The Legacy Project, a nonprofit organization dedicated to honor the accomplishments of LGBTQ people around the world, celebrates its 10th anniversary this year. Watch the video to find out more about this award-winning work, including its history and a rocky personal journey of its founder, Victor Salvo. 

For the photos and clips in the video, the credit goes to

Video Transcript:

VICTOR SALVO: I lived through the worst of the AIDS epidemic, and all I could think of is if people in the world knew that people like Michelangelo and Eleanor Roosevelt and Josephine Baker and all these folks were part of the LGBTQ community, maybe they wouldn’t hate us so much, maybe they wouldn’t, they wouldn’t want us to die from this plague.

I am a survivor of multiple suicide attempts when I was a juvenile and teenager. And when I read the story of Alan Turing, and all he contributed to the world, and then that he was driven to suicide, that story went through me like a spear.

The idea came to us in 1987, at the National March on Washington, for what was at the time just lesbian and gay rights. And we were kind of struck by the fact that we’re participating in living history. And yet at the same time, none of us knew anything about our actual history. So that was when we started talking about we wish that there was some way to learn about it in school and never thinking that that would ever be an option. We figured, you know, if there could be memorials to people, then passersby and future gay people would be able to stop and read them the same way we read memorials about anybody.

BRIANNA VAN SHOYCK: I’ve worked here for five years, and I’ve always walked up and down Halsted. So I have lots of interactions with them. I don’t ever, like, really stop and read the plaques, per se. But yeah, I think they’re super important part of, like, queer history, and, like commemorating queer history and queer icons like that.

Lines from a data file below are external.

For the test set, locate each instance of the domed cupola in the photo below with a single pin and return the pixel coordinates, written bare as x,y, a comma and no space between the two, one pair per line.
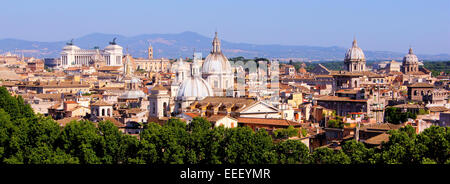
216,62
355,53
355,60
194,88
410,58
216,69
410,62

SALVO: The database contains all the people who will eventually be going up there, suggested just from people all over the world send us suggestions.

CLIP: Illinois, along with the city of Springfield congratulate the Legacy Walk and the LGBT Springfield community, and recognize the positive impact each individual and organization has had in our community and in the lives of the individuals and families that they have impacted and treating everybody equally.

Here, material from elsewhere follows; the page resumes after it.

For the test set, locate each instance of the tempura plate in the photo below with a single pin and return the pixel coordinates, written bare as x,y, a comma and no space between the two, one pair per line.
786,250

SALVO: As any minority community knows, your history is really all you’ve got, your history and your culture. And you have to stick together and use that as your starting point. We didn’t even have our history, you know, we were basically cast to the wind and at the mercy of the dominant culture all along. For me, in working with youth today, I talked about my suicide attempts on our guided tours with schoolchildren, because as much as they’re on a field trip, and they’re having fun, and they’re with all their friends and they’re being all gay and everything, no one knows which one of those kids that night before was considering suicide.